AY Crudentials: The Envelope Generator

Probably the most technical forum around. It does not have to be coding related, or assembly code only. Just talk about how you can use the AY chip to do cool sounding things :)
Post Reply
User avatar
Game master
Posts: 819
Joined: Sat Jan 07, 2006 12:07 am
Location: Luton, UK

AY Crudentials: The Envelope Generator

Post by Twilighte »

The AY-8912 Sound chip that lurks within the depths of the Oric has a little used Envelope Generator.
An Envelope Generator controls the volume of a selected channel outside of processor intervention.
This means that once initiated, it will continue without any other action by the user/processor.
However their is only one Envelope generator inside the AY-8912 which therefore detracts the use of it.

The Envelope Generator occupies 3 registers inside the AY-8912 and 3 bits control which channel to take over volume control.
Therefore without alot of processor intervention, it is not possible to change the volume whilst the envelope generator is attached to a channel.

2 of the 3 registers is the period counter.

Note: This may be modified during the production of a volume sequence
The Period counter sets the delay between volume changes.

The last register is the Cycle register and controls what action to perform on the volume.
Whilst the Cycle register may appear as an 8 bit entity, only 4 bits are actually wired inside the AY-8912.
And since each bit represents a different attribute of the action taken, only a few values are really useful.
0 The volume starts at 15 and falls to 0
1 The volume starts at 0 and rises to 15 then resets to 0.
8 The volume starts at 15 and falls to 0 (Repeating)
10 The volume starts at 15 and falls to 0 then rises to 15 (Repeating)
11 The volume starts at 15 and falls to 0 then resets to 15.
13 The volume starts at 0 and rises to 15 and remains at 15.

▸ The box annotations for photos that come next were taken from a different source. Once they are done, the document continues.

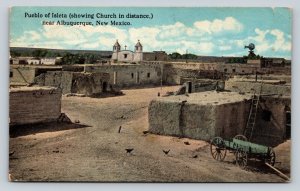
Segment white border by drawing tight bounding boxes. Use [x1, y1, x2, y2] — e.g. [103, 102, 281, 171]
[0, 0, 300, 191]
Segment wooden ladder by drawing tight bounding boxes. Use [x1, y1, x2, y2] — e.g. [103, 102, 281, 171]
[244, 81, 263, 141]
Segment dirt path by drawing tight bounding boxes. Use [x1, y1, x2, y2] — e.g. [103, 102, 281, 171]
[10, 86, 284, 182]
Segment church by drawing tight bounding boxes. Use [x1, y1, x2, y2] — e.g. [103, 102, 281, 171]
[111, 40, 168, 63]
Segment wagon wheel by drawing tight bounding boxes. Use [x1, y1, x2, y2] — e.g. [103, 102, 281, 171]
[235, 149, 248, 168]
[265, 148, 276, 166]
[234, 135, 247, 141]
[210, 137, 227, 161]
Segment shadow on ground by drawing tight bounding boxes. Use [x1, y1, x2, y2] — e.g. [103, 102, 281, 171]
[9, 122, 90, 138]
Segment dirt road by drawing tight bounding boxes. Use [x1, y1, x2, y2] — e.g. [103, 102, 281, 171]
[10, 86, 289, 182]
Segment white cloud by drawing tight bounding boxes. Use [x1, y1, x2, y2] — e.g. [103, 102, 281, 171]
[219, 45, 232, 51]
[244, 28, 291, 54]
[194, 17, 243, 34]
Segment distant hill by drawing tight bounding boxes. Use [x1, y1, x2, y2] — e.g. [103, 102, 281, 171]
[10, 47, 112, 58]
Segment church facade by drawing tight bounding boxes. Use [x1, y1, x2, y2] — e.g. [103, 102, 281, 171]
[111, 40, 168, 63]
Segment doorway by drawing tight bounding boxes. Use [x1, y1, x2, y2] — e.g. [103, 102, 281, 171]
[102, 82, 107, 92]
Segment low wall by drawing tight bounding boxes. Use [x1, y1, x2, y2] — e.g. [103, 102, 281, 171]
[225, 80, 291, 95]
[9, 87, 61, 125]
[148, 92, 250, 141]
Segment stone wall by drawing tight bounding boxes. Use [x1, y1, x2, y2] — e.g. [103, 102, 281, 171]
[9, 87, 61, 125]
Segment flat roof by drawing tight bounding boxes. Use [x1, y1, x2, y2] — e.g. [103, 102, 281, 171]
[156, 91, 252, 105]
[9, 86, 57, 92]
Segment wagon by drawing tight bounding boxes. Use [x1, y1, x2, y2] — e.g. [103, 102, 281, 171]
[210, 135, 275, 168]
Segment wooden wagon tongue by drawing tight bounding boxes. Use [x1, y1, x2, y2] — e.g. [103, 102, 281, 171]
[210, 135, 290, 181]
[265, 162, 290, 181]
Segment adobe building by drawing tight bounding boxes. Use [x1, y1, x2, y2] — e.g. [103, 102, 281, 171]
[148, 91, 251, 141]
[148, 80, 291, 146]
[9, 87, 61, 125]
[111, 40, 168, 63]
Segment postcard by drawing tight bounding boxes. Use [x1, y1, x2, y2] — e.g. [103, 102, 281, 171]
[9, 6, 292, 183]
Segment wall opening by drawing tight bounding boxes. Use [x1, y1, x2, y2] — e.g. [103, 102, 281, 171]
[261, 110, 272, 121]
[188, 82, 192, 93]
[285, 111, 291, 139]
[102, 82, 107, 92]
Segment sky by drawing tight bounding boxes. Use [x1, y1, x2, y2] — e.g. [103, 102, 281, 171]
[9, 6, 292, 59]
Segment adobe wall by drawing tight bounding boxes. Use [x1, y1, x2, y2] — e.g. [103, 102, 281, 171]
[225, 80, 291, 95]
[85, 64, 161, 88]
[148, 92, 250, 141]
[9, 87, 61, 125]
[253, 96, 291, 146]
[10, 67, 36, 84]
[70, 72, 111, 96]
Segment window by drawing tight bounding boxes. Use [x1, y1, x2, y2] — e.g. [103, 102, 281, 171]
[261, 110, 272, 121]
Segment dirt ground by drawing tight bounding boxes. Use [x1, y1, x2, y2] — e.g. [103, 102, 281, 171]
[9, 86, 290, 182]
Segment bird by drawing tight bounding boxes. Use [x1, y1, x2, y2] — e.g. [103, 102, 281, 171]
[9, 151, 15, 157]
[163, 149, 170, 155]
[125, 148, 133, 153]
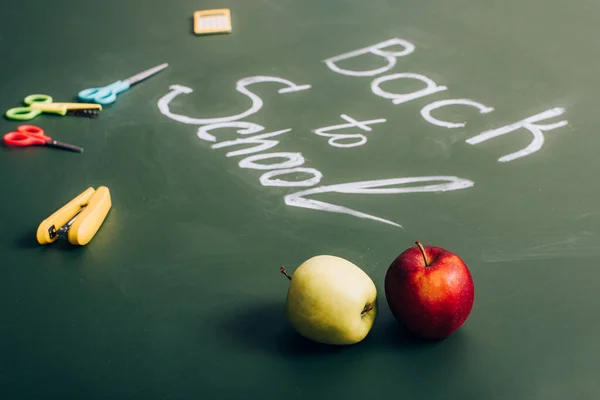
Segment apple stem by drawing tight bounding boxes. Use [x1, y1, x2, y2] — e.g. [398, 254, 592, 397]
[279, 266, 292, 281]
[415, 240, 429, 267]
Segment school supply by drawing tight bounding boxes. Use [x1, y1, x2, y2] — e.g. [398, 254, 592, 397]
[36, 186, 112, 246]
[78, 63, 169, 104]
[6, 94, 102, 121]
[4, 125, 83, 153]
[194, 8, 231, 35]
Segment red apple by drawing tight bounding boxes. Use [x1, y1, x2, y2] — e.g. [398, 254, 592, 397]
[385, 241, 475, 340]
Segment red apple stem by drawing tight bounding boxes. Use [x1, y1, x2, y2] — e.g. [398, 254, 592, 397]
[415, 240, 429, 267]
[279, 266, 292, 281]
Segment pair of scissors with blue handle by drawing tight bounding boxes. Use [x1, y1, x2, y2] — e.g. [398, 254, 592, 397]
[78, 63, 169, 104]
[6, 94, 52, 121]
[78, 81, 131, 104]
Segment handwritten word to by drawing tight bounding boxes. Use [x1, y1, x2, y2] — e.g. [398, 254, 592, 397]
[324, 38, 568, 162]
[158, 38, 568, 227]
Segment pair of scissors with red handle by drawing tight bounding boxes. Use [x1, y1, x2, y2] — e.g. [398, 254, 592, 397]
[4, 125, 83, 153]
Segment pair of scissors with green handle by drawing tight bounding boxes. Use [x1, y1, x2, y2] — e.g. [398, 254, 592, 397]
[6, 94, 102, 121]
[78, 63, 169, 104]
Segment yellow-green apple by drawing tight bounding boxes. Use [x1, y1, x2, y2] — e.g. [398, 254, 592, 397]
[280, 255, 377, 345]
[385, 241, 475, 340]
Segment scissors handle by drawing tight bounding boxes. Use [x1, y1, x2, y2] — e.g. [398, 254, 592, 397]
[78, 81, 130, 104]
[4, 125, 51, 146]
[24, 94, 53, 106]
[6, 107, 42, 121]
[6, 94, 53, 121]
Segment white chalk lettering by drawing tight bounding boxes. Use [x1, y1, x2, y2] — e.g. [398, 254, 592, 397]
[285, 176, 474, 227]
[324, 38, 415, 76]
[260, 167, 323, 187]
[197, 121, 265, 142]
[211, 129, 291, 157]
[371, 72, 448, 104]
[467, 107, 568, 162]
[421, 99, 494, 128]
[158, 76, 311, 125]
[238, 153, 304, 170]
[314, 114, 385, 147]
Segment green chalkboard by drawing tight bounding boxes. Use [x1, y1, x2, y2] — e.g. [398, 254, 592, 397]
[0, 0, 600, 400]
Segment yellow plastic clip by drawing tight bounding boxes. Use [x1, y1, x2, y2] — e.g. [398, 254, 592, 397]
[36, 186, 112, 246]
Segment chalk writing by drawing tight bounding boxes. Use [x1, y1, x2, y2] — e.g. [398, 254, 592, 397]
[285, 176, 474, 227]
[467, 107, 568, 162]
[158, 38, 568, 227]
[421, 99, 494, 129]
[325, 38, 415, 76]
[314, 114, 385, 147]
[325, 38, 568, 163]
[371, 72, 448, 104]
[158, 76, 310, 125]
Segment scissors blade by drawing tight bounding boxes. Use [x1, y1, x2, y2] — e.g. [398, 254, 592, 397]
[45, 140, 83, 153]
[125, 63, 169, 86]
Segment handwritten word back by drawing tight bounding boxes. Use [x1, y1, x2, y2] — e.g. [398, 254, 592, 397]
[158, 38, 568, 227]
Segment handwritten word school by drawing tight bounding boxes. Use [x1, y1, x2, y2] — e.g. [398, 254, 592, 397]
[158, 38, 568, 227]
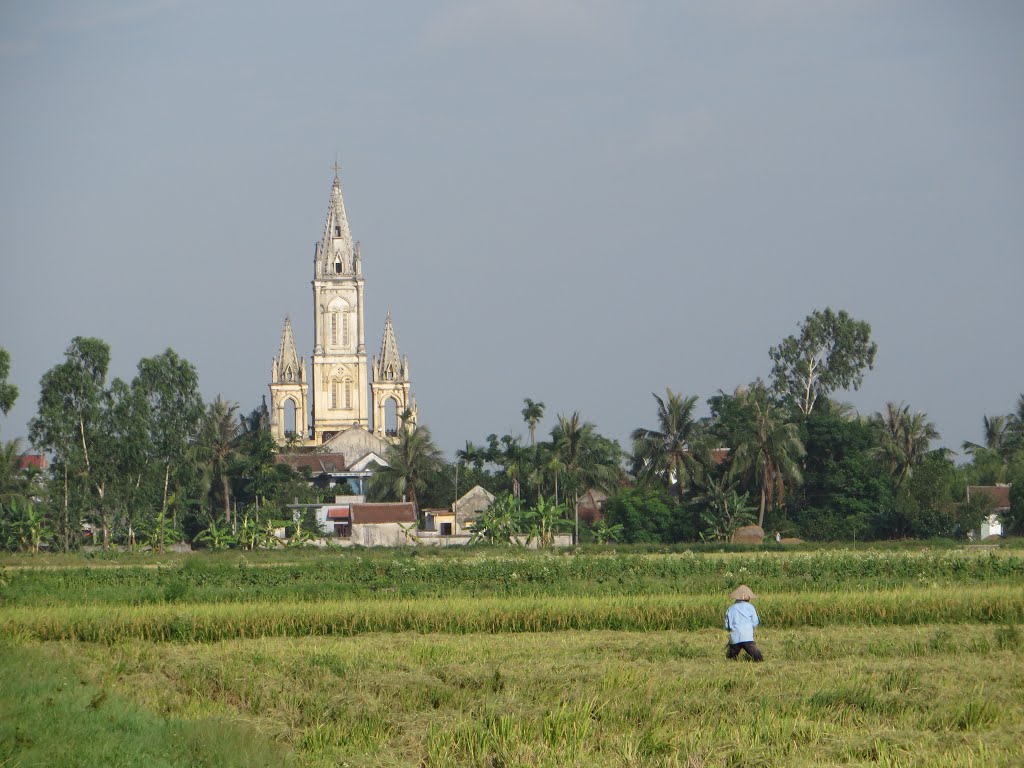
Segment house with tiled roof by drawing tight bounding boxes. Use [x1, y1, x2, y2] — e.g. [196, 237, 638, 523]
[967, 483, 1010, 541]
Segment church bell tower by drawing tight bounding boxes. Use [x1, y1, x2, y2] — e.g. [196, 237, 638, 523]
[311, 165, 370, 445]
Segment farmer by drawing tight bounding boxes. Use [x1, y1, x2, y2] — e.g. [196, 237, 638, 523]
[725, 584, 764, 662]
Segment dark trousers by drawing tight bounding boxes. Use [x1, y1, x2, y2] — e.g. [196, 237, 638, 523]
[725, 640, 765, 662]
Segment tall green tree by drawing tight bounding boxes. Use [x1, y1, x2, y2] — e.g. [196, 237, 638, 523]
[787, 415, 894, 541]
[0, 347, 17, 416]
[730, 384, 805, 526]
[632, 388, 710, 498]
[522, 397, 544, 447]
[769, 308, 878, 416]
[199, 394, 240, 522]
[29, 336, 116, 549]
[871, 402, 940, 489]
[132, 349, 204, 550]
[370, 425, 442, 515]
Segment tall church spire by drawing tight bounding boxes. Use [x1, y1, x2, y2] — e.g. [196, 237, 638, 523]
[316, 164, 356, 276]
[272, 315, 306, 382]
[374, 309, 408, 381]
[264, 316, 309, 444]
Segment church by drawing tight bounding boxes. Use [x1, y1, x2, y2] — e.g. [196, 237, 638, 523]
[270, 165, 418, 464]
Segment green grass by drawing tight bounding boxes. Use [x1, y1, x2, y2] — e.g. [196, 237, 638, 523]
[0, 549, 1024, 768]
[0, 550, 1024, 606]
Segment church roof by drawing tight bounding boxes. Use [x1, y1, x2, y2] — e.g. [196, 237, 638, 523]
[316, 168, 359, 274]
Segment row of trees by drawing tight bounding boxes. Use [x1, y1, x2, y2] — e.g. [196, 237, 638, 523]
[0, 337, 315, 551]
[0, 309, 1024, 550]
[364, 309, 1024, 542]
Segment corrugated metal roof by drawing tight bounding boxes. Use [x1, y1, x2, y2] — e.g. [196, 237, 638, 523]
[352, 502, 416, 525]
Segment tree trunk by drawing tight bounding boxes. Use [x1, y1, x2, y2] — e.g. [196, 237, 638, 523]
[220, 475, 231, 523]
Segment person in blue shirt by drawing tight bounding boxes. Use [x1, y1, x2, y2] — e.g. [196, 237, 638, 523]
[725, 584, 764, 662]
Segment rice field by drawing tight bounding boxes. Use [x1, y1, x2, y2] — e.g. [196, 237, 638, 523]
[0, 551, 1024, 768]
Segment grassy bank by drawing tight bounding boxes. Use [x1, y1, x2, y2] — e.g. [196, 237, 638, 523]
[8, 625, 1024, 768]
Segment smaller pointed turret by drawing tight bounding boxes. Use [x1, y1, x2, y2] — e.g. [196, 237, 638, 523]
[263, 315, 308, 445]
[370, 309, 419, 441]
[271, 315, 306, 384]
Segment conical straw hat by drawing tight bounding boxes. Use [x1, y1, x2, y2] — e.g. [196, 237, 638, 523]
[729, 584, 757, 600]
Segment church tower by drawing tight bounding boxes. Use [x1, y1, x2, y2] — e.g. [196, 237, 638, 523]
[312, 166, 370, 445]
[270, 317, 309, 443]
[371, 310, 417, 439]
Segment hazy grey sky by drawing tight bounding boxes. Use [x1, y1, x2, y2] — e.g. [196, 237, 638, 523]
[0, 0, 1024, 455]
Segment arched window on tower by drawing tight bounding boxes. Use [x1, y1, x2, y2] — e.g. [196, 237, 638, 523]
[384, 397, 398, 435]
[285, 397, 298, 434]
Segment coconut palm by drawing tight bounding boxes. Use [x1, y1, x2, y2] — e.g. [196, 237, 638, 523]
[370, 425, 441, 515]
[729, 383, 806, 526]
[632, 388, 708, 497]
[199, 395, 239, 522]
[964, 416, 1013, 457]
[871, 402, 939, 487]
[522, 397, 544, 447]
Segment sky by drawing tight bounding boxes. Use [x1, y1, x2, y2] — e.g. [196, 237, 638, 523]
[0, 0, 1024, 457]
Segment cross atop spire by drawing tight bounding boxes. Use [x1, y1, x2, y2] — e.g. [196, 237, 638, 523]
[273, 314, 306, 383]
[316, 167, 355, 276]
[374, 309, 409, 381]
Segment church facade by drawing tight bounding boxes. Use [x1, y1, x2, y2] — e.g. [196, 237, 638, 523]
[270, 173, 418, 457]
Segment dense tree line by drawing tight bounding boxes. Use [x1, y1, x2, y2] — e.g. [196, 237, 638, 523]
[368, 309, 1024, 543]
[0, 337, 315, 551]
[0, 309, 1024, 550]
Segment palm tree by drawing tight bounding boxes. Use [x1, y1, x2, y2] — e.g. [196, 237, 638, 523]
[370, 425, 441, 516]
[871, 402, 939, 488]
[632, 387, 707, 497]
[549, 411, 622, 544]
[199, 394, 239, 522]
[964, 415, 1013, 457]
[729, 384, 806, 527]
[522, 397, 544, 447]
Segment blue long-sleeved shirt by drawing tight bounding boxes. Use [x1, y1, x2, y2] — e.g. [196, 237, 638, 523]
[725, 600, 761, 645]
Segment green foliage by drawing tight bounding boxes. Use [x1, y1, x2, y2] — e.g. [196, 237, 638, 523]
[791, 412, 894, 541]
[0, 347, 16, 415]
[370, 425, 441, 515]
[769, 308, 878, 416]
[633, 388, 711, 498]
[193, 517, 239, 552]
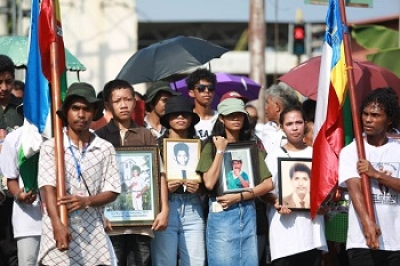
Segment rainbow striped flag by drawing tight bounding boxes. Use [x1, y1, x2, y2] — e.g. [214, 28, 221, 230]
[311, 0, 348, 217]
[18, 0, 67, 191]
[39, 0, 67, 99]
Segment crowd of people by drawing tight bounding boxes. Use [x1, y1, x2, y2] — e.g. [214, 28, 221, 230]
[0, 52, 400, 266]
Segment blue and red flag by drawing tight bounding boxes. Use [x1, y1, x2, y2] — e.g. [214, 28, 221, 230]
[311, 0, 348, 217]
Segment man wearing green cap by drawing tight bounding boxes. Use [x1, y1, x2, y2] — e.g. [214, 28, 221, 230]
[38, 83, 121, 266]
[144, 80, 180, 138]
[0, 55, 24, 266]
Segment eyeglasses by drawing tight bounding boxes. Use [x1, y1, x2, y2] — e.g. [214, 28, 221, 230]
[169, 113, 192, 119]
[194, 84, 215, 92]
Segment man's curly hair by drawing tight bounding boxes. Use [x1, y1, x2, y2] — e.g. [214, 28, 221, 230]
[360, 88, 400, 129]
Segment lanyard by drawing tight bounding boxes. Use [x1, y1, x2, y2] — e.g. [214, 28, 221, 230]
[68, 138, 90, 182]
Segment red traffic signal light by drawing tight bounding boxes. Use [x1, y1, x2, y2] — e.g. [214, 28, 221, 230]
[293, 25, 305, 40]
[293, 24, 306, 55]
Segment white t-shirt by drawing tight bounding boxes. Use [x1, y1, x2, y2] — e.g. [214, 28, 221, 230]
[339, 139, 400, 251]
[194, 111, 218, 140]
[259, 121, 287, 153]
[265, 147, 328, 260]
[0, 127, 42, 238]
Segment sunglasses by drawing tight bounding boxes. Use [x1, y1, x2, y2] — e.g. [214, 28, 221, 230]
[169, 113, 192, 119]
[194, 84, 215, 92]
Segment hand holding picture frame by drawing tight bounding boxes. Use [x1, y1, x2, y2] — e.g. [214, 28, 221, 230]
[163, 139, 201, 183]
[217, 142, 260, 195]
[278, 158, 312, 211]
[104, 146, 160, 226]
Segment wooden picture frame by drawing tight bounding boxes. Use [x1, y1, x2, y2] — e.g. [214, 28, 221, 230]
[218, 142, 260, 195]
[278, 158, 312, 211]
[163, 138, 201, 183]
[104, 146, 160, 226]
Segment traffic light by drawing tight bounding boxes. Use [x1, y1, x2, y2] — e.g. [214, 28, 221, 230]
[293, 24, 306, 55]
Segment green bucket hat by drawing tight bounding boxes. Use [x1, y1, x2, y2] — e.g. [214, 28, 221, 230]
[57, 82, 104, 121]
[217, 98, 248, 115]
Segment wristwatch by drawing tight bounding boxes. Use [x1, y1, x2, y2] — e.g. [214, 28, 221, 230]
[14, 192, 20, 202]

One significant thing about the Envelope Generator is it's ability to repeat a volume sequence as in the Cycles 8 and 10.

When the period registers are set to high speed (The lower the period the higher the speed) this produces a waveform that is usable as a channel sound (Tone).
The Envelope generator is then capable of producing a limited number of notes as either a sawtooth or triangle waveform.
When attached to a channel. the channel may also produce its own squarewave note and if similar, can produce various different waveforms and effects for a single note.
If the Channel square wave is set to something wildly different, then distortion effects are possible where the envelope generator produces one pitch and the Channel produces another but both through the same output channel.

Note: every write (or read) to the Cycle register will reset the waveform

The possible notes differ for each waveform, whereby the Triangle waveform ( 10 ) will generate half as many recognisable notes as the Sawtooth ( 8 ) waveform.
As a single sequence of successive notes, the Triangle waveform can produce 15 notes (C-0 to D-1) whereas the Sawtooth can produce 27 (C-0 to D-2).
The odd Higher note is possible too.
Nevertheless both waveforms are able to produce notes within a single octave equivalent to the Normal Channels Octave 0 (ORIC MUSIC).